At the same time, one must be cognizant of what Panetta referred to as "unintended consequences." Netanyahu is prepared for the attacks that might emanate from Lebanon, Iran, Gaza and Syria. He might even see that such a strike, as Panetta put it, could ironically assist Iran in emerging from its growing regional and global isolation.

Yet, what Netanyahu seems to miss entirely—and something Panetta cannot politically afford to tell him—is how one of the unintended consequences of such a reckless strike could be a degradation of Israel's position with its closest allies.
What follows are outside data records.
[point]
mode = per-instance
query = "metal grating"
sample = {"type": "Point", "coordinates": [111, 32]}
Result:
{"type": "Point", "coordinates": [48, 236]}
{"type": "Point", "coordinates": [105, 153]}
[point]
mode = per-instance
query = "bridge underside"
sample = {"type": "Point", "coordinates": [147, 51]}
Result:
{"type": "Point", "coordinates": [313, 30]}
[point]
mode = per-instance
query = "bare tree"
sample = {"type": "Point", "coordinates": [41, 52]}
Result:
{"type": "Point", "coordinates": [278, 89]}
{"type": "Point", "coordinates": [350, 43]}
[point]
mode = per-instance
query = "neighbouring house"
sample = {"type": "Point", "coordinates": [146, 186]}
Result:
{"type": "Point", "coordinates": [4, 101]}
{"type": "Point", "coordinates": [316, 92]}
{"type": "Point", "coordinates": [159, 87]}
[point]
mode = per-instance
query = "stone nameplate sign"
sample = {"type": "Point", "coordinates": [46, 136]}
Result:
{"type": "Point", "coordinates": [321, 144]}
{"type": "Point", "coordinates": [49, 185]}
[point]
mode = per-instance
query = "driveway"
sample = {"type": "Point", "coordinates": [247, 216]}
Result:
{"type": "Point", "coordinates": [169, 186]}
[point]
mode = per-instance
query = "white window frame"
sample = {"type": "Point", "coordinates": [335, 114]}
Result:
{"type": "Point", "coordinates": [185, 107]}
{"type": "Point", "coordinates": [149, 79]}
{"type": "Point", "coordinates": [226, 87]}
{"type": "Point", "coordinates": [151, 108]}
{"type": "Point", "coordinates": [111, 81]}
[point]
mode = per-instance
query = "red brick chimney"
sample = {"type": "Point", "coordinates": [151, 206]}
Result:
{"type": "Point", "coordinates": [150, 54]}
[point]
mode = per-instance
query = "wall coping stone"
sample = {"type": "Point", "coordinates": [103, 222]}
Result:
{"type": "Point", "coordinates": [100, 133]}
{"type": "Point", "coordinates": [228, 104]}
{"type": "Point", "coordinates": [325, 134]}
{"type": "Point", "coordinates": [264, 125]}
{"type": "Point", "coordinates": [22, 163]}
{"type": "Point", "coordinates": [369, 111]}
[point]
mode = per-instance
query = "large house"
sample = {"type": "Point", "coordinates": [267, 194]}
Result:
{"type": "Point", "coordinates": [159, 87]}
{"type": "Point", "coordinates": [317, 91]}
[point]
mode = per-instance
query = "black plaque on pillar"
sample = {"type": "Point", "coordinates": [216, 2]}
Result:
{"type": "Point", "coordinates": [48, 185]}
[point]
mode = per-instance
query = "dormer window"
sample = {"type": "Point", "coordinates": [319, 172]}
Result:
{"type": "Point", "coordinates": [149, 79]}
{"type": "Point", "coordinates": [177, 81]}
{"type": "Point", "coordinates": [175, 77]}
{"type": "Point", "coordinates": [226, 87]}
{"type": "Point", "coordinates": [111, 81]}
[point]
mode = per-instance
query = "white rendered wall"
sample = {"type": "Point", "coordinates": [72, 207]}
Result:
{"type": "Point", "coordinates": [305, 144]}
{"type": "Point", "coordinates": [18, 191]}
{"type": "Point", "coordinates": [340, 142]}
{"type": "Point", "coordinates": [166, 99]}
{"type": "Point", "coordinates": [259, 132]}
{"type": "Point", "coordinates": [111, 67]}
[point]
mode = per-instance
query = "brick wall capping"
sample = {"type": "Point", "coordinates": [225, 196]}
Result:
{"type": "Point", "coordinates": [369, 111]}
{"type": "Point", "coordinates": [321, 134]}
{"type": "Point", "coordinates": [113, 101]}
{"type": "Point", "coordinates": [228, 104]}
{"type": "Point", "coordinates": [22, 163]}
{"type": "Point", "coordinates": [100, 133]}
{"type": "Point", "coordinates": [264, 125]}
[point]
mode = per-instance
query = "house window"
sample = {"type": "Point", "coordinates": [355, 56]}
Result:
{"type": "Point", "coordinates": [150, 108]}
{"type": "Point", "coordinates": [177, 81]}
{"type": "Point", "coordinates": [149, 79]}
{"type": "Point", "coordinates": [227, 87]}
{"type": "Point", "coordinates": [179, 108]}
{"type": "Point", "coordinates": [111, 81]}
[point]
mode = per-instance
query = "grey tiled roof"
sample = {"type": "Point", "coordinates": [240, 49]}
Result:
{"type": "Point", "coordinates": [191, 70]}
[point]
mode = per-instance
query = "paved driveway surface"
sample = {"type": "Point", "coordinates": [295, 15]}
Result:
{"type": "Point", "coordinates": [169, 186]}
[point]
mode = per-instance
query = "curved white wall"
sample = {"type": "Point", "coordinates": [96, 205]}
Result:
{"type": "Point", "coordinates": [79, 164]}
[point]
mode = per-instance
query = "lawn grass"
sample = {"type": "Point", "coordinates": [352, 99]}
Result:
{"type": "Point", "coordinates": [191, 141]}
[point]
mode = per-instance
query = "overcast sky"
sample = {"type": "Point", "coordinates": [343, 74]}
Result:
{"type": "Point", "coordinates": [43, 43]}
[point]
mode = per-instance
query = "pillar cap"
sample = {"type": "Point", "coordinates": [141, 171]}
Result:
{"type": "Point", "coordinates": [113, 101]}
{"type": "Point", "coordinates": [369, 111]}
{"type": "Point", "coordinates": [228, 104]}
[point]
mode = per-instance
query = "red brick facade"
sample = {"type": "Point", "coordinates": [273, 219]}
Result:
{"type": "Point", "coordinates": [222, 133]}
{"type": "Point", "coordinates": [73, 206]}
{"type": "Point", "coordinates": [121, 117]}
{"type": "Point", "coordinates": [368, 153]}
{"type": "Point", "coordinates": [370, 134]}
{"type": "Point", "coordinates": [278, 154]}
There is no stomach amongst the American public to get dragged into another Middle Eastern quagmire, especially seeing how Afghanistan and Iraq have dragged on far longer than anyone imagined at the outset.

 

Should Israel get blamed for dragging the United States helter-skelter into yet another war, irreparable harm could be done to the special relationship that those two countries share. Given that Iran's nuclear weapons program would only be delayed by "a year or two," at the end of the day—even after a military strike on Iran—we will end up in a situation where the threat of severe, total and inescapable nuclear retaliation will be our only weapon in deterring Iran. Such deterrence can only be robust if backed by an unflinching American nuclear guarantee. Thus, any act which might make America flinch in the future undermines Israel's security.

 

Unfortunately, speaking that inevitable truth lacks Churchillian ring. Israeli politicians would much rather declare, as Defense Minister Ehud Barak recently put it, that " In the final analysis, Israel is responsible for its security, future and existence … [and it] cannot free itself from taking decisions as a sovereign state."

 

I'd like to hope that Netanyahu's remarks are pure posturing. If so, the only problem is that it seems the Iranian regime is perfectly happy to call Israel's bluff. They show zero indication of being intimidated by such innuendos. Maybe they even relish the idea of getting attacked, as it would help them to shore up domestic support. Regardless, Israeli threats have proven totally incapable of coercing Iran into changing course.

 

This is why the most concerning possibility is that Netanyahu actually believes what he is saying. If Bibi is, in fact, a man on a mission, then the real historical analogy for his situation is not Ben-Gurion, but former US president George W. Bush. Bush also believed deeply that it was his God-given destiny to lead his nation through its greatest challenges. Blinded by this inner faith, Bush squandered his presidency, and sky-high approval ratings, by attacking Iraq when it was not absolutely necessary.

May our prime minister heed his own words and have the "courage and determination to make the right decisions to ensure our future"—even if those decisions are neither particularly photogenic nor as eloquent as Churchill’s immortal offering of "blood, toil, tears and sweat."

The writer is the former Deputy Director of the Global Research in International Affairs Center (GLORIA) in Herzliya.